The growing demand for electricity driven by artificial intelligence (AI) has become a major topic in energy markets. The International Energy Agency (IEA) projects that by 2030, the power required to operate new and existing AI data centers could exceed 945 terawatt-hours (TWh), which is more than Japan's annual electricity consumption.
However, historical comparisons suggest caution when interpreting such forecasts. In 1999, the US coal industry predicted that information technology would consume half of the nation's electricity by 2020, while Intel estimated that connecting one billion PCs to the web would require as much power as the entire US grid at that time. These predictions did not materialize. Instead, technological advances and shifts in consumption patterns led to different outcomes. For example, between 2010 and 2018, global data center computing increased over 550 times, but energy use in data centers rose only 6%. Currently, internet-related activities account for less than 2% of total Western power usage.

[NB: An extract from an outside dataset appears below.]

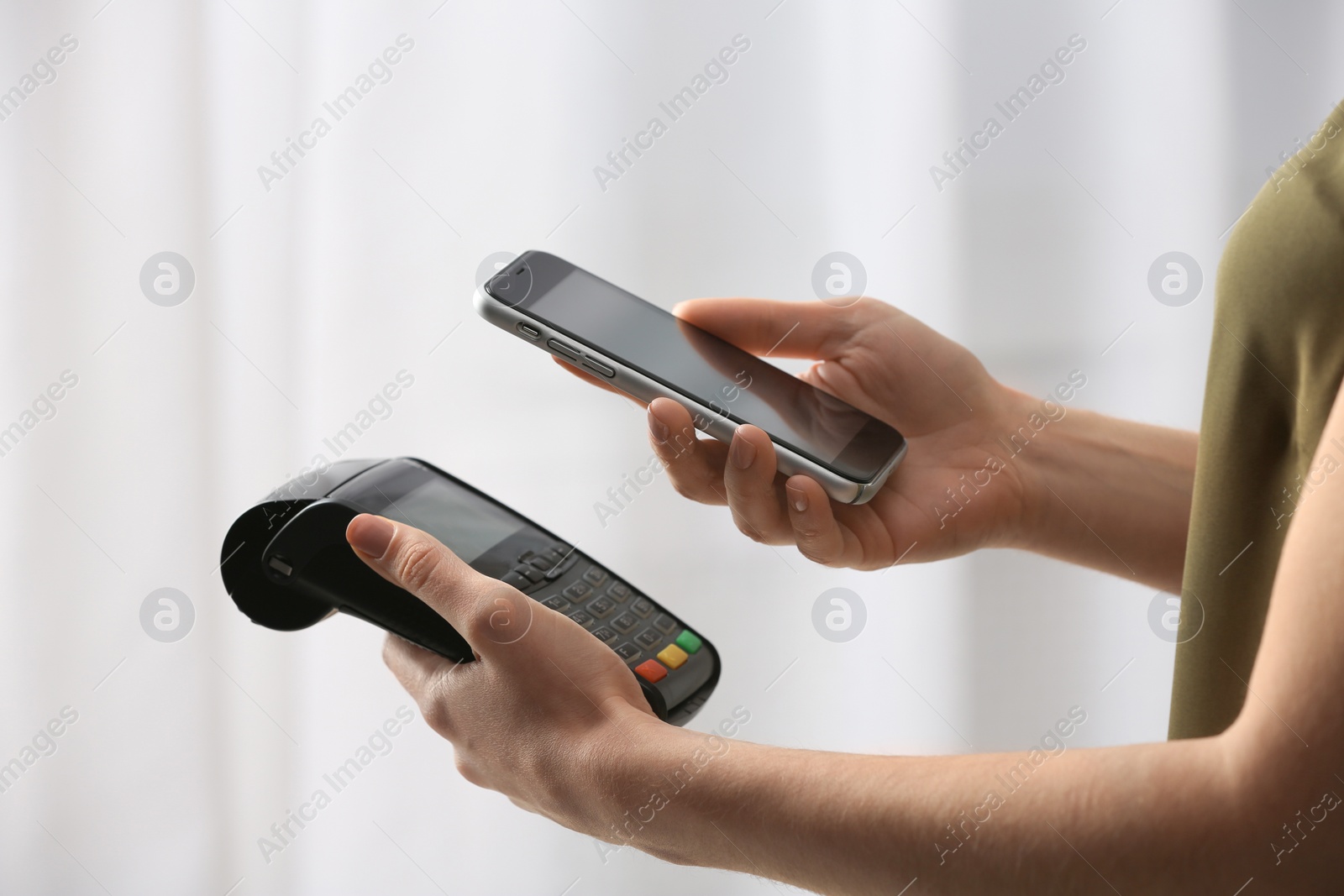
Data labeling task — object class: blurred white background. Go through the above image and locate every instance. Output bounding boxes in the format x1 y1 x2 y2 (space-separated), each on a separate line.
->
0 0 1344 896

Several factors may limit AI’s long-term impact on energy consumption:
First, advancements in AI model design are making systems more efficient. Recent developments from China show that some AI models can achieve about 90% of the performance of larger proprietary models at roughly one-tenth the cost and with significantly less energy use. This efficiency is partly due to open-source approaches and on-device AI—where processing occurs locally on user devices rather than in centralized cloud platforms. This method reduces repetitive data transmission and excess energy consumption.
Second, while training new AI models requires substantial energy over several months, operating these models typically demands far less power once training is complete. As hardware improves and cooling technologies advance, overall efficiency increases. For instance, from 2007 to 2024, the ratio of cooling power needed per unit of server energy dropped from 1.5x to as low as 0.1x in some modern data centers.
Third, there is potential for AI itself to reduce broader energy usage across sectors outside data centers. Bill Gates has suggested that AI could lower global energy demand through efficiencies it enables elsewhere. For example, an AI-driven building management system in Kansas reduced a facility’s energy use by 16%, achieving a two-year payback period on investment. Since buildings represent nearly 40% of US energy usage according to government statistics, scaling such solutions could have significant effects.
Additionally, companies are using AI to optimize their own operations; one IT firm used AI to cut its data center cooling costs by about 40% through better temperature regulation.
"In conclusion, while concerns about AI’s rising energy demands are understandable, history and emerging evidence suggest that innovation and efficiency will likely keep consumption in check," said Adam Ross from Morgan Stanley Investment Management's 1GT Team. "Advances in hardware, smarter model design, and more effective cooling systems are already mitigating much of the projected strain."
"More importantly," Ross continued, "AI itself is proving to be a powerful tool for reducing energy use across sectors. Rather than overwhelming the grid, AI may ultimately become one of the most effective means of managing and reducing global energy demand."
He added: "Whatever occurs, we feel some caution is warranted when considering the energy investments behind the AI trend."
The article also includes risk considerations regarding alternative investments: they are speculative with high risks including loss of capital and illiquidity; investors should seek independent advice before making decisions.
Morgan Stanley Investment Management is part of Morgan Stanley’s asset management division.